Mobile graphics API wishlist: some features
In my previous post I talked about things I’d want from OpenGL ES 2.0 in the performance area. Now it’s time to look at what extra features it might expose with an extension here or there.
Note that I’m focusing on, in my limited understanding, low-hanging fruits. The features I want already exist in the current GPUs or platforms; or could be easily made available. Of course more radical new architectures would bring more & fancier features, but that’s a topic for another story.
Programmable blending
At least two out of three big current mobile GPU families (PVR SGX, Adreno, Tegra 2) support programmable blending in the hardware. Maybe all of them do this and I just don’t have enough data. By “support it in the hardware” I mean either: 1) the GPU has no blending hardware, the drivers add “read current pixel & blend” instructions to the shaders or 2) has blending hardware for commonly used modes, but fancier modes use shader patching with no severe performance penalties.

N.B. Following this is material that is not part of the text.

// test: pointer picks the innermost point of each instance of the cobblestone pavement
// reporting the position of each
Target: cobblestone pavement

Programmable blending is useful for various things; from deferred-style decals (blending normals is hard in fixed function!) to fancier Photoshop-like blend modes to potentially faster single-pixel image postprocessing effects (like color correction).
Currently only NVIDIA exposes this capability via NV_shader_framebuffer_fetch extension.
Suggestion: expose it on other hardware that can do this! It’s fine to not handle hard edge cases (for example, what happens when multisampling is used?), we can live with the limitations.
Direct, fast access to frame buffer on the CPU
Most (all?) mobile platforms use unified memory approach, where there’s no physical distinction between “system memory” and “video memory”. Some of those platforms are slightly unbalanced, e.g. a strong GPU coupled with a weak CPU or vice versa. More and more of those systems will have multicore CPUs. It might make sense to do similar approaches that PS3 guys are doing these days - offload some of the GPU work to the CPU(s).
Image processing, deferred lighting and similar things could be done more efficiently on a general purpose CPU, where you aren’t limited to “one pixel at a time” model of current mobile GPUs.
Suggestion: can haz get a pointer to framebuffer memory perhaps? Of course this is grossly oversimplifying all the synchronization & security issues, but something should be possible to do in order to exploit the unified memory model. Right now it just sits there largely unused, with GLES2.0 still pretending CPU is talking to a GPU over a ten meter high concrete wall.
Expose Tile Based GPU capabilities
PowerVR GPUs found in all iOS and some Android devices are so called “tile based” architectures. So is, to some extent, Qualcomm Adreno family.
Currently this capability is mostly sitting behind a black box. On PowerVR GPUs the programmer does know that “overdraw of opaque objects does not matter”, or that “alpha testing is really slow” but that’s about it. There’s no control over the whole rendering process, even if some of the things could benefit from having more control over the whole tiling thing.
Take, for example, deferred lighting/shading. The cool folks are doing it tile-based already on DirectX 11 or PS3.
On a tile-based GPU, all rendering is already happening in tiles, so what if we could say “now, you work on this tile, render this, render that; now we go this this tile”? Maybe that way we could achieve two things at once: 1) better light culling because it’s at tile level, and 2) most of the data could stay on this super-fast on-chip memory, without having to be written into system memory & later read again. Memory bandwidth is very often a limiting factor in mobile graphics performance, and ability to keep deferred lighting buffers on-chip through the whole process could cut down bandwidth requirements a lot.
Suggestion: somehow (I’m feeling very hand-wavy today) expose more control over tiled rendering. For example, explicitly say that rendering will only happen to the given tiles; and these textures are very likely to be read just after they are rendered into - so don’t resolve them to memory if they fit into on-chip one.
There’s already a Qualcomm extension of something towards that area - QCOM_tiled_rendering - though it seems to be more concerned about where does rendering happen. More control is needed on how to mark FBO textures as “keep in on-chip memory for sampling as a texture plz”.
OpenCL
Current mobile GPUs already are, or very soon will be, OpenCL capable. Also OpenCL can be implemented on the CPU, nicely SIMDified via NEON, and use multicore. DO WANT! (and while you’re at it, everything that’s doable to make interop between CL & GL faster)
This can be used for a ton of things; skinning, culling, particles, procedural animations, image postprocessing and so on. And with a much less restrictive programming model, it’s easier to reuse computation results across draw calls or frames.
Couple this with “direct access to memory on the CPU” and OpenCL could be used for more things than graphics (again I’m grossly oversimplifying here and ignoring the whole synchronization/latency/security elephant…).
MOAR?
Now of course there are more things I’d want to see, but for today I’ll take just those above, thank you. Have a nice day!